Q.7. Are hoppers different from locusts? Why are hoppers still more dangerous?
Ans: Hoppers are the young locusts that are born from the eggs of the locusts. While locusts fly and jump fast, hoppers jump from point to point. The hoppers go on growing and developing. They are even more dangerous as they come in fresh strength to the fields after the departure of the locusts.
Q.8. Did Margaret lose hope at the loss of the crops?
Ans: Margaret did not become hopeless. She was ready to face the attacks of locusts for two or three years more. She wanted to struggle against them and to have new crops. This was the only way left to her to struggle against the locusts and to maintain her farm.
Q.9. Why are locusts compared to bad weather?
Ans: Locust can come again like bad weather, which visits us any time. Once locusts attack the fields, they can attack them later like bad weather. They can come like too much of rain, storms, etc. It is our duty to defend ourselves from them as we do against other natural disasters (unexpected destructive natural changes).
Q.10. Why did the men eat their supper (evening meal) with good appetites (desire to eat)?
Ans: All day they had been fighting against the locusts. They were tired and hungry, so they ate their evening meal with full desire. They had been burning fires and producing sounds with cans and metal pieces. They remained very active in their defence against the locusts.

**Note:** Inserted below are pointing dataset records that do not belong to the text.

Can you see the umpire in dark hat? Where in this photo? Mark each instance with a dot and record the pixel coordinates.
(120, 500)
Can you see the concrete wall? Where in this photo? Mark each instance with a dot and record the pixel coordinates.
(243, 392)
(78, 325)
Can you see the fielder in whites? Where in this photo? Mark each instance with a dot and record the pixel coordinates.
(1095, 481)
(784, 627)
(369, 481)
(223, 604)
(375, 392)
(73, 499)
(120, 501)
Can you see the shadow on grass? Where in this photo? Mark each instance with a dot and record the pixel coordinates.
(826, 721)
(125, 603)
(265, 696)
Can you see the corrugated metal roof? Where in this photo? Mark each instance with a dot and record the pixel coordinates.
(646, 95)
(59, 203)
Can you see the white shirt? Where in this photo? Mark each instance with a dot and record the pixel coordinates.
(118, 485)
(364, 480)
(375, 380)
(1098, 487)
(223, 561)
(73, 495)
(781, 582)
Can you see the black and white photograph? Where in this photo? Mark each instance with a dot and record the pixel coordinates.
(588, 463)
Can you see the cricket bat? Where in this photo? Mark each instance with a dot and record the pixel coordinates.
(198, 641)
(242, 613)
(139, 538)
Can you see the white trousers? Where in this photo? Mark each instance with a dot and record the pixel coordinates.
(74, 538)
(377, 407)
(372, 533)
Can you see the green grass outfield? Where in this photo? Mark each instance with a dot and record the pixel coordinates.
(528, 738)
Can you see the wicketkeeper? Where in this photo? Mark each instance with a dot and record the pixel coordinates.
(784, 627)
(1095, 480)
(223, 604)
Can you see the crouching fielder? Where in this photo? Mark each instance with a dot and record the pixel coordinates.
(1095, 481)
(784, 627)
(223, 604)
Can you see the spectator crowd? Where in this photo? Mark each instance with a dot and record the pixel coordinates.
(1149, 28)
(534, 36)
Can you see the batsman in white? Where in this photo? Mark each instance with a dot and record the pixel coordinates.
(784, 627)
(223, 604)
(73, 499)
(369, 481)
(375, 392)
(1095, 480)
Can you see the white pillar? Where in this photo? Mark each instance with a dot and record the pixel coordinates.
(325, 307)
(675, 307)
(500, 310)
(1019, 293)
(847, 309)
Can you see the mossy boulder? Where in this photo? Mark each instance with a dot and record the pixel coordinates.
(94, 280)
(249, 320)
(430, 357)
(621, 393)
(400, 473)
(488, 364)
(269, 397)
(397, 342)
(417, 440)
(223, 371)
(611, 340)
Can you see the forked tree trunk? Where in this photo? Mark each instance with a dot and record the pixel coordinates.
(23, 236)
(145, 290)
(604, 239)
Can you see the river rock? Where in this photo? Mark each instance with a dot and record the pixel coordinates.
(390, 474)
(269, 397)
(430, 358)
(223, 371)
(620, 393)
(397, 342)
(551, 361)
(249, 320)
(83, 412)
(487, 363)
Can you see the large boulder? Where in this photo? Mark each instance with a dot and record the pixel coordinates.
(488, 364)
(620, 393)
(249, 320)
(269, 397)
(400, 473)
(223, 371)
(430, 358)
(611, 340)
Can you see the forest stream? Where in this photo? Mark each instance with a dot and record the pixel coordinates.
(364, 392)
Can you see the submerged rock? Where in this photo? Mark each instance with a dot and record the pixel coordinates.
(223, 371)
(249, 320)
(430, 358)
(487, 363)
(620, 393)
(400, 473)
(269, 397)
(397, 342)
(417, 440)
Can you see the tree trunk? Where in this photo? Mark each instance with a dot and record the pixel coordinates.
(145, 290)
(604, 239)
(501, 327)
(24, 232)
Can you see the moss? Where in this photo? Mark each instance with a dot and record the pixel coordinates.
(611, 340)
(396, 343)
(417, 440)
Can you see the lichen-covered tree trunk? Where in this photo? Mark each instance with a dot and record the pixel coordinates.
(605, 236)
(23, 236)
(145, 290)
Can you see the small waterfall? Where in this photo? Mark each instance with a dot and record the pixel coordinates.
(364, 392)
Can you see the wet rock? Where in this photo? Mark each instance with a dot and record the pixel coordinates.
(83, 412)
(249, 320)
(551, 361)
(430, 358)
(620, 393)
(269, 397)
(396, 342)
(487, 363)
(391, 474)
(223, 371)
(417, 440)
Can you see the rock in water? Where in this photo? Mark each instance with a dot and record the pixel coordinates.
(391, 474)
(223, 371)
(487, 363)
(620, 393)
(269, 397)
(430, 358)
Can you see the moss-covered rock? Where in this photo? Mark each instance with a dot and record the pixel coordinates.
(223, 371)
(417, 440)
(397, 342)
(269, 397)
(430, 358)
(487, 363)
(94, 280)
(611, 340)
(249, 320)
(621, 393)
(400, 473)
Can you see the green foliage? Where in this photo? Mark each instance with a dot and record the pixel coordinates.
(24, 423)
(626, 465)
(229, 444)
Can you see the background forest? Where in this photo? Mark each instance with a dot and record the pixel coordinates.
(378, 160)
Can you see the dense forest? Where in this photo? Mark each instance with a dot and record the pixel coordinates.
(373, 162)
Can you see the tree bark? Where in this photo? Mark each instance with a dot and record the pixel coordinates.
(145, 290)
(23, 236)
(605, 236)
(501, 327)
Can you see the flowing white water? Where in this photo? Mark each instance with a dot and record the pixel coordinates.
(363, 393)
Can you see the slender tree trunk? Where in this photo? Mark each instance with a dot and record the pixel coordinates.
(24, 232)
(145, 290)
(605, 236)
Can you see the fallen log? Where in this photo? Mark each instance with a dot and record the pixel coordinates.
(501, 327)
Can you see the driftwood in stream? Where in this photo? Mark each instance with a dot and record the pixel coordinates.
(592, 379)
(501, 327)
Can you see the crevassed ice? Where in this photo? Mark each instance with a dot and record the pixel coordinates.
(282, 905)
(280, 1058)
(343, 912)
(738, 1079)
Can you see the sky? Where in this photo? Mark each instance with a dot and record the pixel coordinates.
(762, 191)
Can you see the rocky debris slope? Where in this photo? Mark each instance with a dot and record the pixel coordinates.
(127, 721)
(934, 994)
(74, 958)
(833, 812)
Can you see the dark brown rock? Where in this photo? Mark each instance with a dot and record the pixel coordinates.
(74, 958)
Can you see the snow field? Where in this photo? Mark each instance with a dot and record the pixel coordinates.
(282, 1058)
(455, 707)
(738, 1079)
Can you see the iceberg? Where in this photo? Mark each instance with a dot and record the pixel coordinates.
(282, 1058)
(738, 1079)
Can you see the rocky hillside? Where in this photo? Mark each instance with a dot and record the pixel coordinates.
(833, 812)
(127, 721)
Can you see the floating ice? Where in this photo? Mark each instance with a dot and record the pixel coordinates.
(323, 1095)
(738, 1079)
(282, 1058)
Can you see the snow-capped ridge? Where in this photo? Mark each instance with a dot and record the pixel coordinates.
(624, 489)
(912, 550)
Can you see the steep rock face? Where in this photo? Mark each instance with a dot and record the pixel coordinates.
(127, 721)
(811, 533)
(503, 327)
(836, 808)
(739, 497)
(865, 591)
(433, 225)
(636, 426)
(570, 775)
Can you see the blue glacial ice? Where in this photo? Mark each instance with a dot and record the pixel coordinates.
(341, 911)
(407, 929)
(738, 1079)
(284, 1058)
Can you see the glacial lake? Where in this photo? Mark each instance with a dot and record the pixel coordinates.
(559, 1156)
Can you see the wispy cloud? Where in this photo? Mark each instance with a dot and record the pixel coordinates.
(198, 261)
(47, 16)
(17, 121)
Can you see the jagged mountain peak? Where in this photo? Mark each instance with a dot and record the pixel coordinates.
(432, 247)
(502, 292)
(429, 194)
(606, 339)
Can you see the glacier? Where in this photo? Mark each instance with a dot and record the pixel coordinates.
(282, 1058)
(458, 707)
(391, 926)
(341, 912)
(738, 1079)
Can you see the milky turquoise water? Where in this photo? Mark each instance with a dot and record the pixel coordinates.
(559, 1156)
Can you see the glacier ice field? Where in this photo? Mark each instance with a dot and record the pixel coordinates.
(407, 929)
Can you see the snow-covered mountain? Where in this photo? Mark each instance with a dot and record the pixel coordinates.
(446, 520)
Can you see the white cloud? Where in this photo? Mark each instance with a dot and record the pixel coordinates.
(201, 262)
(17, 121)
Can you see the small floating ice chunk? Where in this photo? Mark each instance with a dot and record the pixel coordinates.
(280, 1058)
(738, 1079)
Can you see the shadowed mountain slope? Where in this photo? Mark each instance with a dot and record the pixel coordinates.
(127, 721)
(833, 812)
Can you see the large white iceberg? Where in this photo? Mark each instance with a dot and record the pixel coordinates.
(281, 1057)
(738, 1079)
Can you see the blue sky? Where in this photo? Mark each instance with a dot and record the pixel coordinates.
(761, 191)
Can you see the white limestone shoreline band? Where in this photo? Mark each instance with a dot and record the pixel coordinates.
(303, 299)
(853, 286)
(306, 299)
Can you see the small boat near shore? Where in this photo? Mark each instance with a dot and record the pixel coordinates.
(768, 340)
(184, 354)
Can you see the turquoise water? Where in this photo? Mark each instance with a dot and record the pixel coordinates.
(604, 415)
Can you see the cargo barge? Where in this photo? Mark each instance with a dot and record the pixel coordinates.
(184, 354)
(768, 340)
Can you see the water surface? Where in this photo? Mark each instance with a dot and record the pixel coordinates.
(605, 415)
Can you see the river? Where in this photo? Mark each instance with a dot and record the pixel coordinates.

Answer the following questions, each in about 40-50 words:
Q.1. How did the farmers try to prevent the main swarms of the locusts from landing on their farms?
Ans: The farmers produced loud sounds with tin cans and pieces of metal to make the locusts turn away from their farms. They made fires with wood and grass. They threw wed leaves on to the fires to produce thick black clouds of smoke.
Q. 2. Why, even after all the crops were destroyed, did the men continue to fight the swarms?
Ans: They did this because they feared that the locusts would lay eggs and produce millions of hoppers (baby locusts). This could further destroy their fields. The attack of the hoppers on their fields and new crops could continue for two or three years.
Q.3. What was the condition of the lands when the locusts had moved to the south?
Ans: The evening air was not black and thick (clouded) like earlier. The sky looked blue and the air was clear. The trees, bushes, buildings, and fields carried the destructive effects and the crops had been destroyed.
Q.4. What are some of the measures (steps) the farmers should have taken to save their crops?
Ans: The farmers should have arranged some advance warning systems to learn of the coming locust attacks. They could have got their fields sprayed with chemicals or medicines to kill the locusts or hoppers in large numbers. They and government agencies should have cut the crops that were ripe before the locust attacks.
Q.5. Who was Margaret? Write a note on her character.
Ans: Margaret was a farm owner. She was a very wise and thoughtful woman. When the locusts attacked the fields, she was upset and she cried. But she controlled herself and watched the air and the hills. She advised the neighbours by phone to take the right steps. She remained hopeful.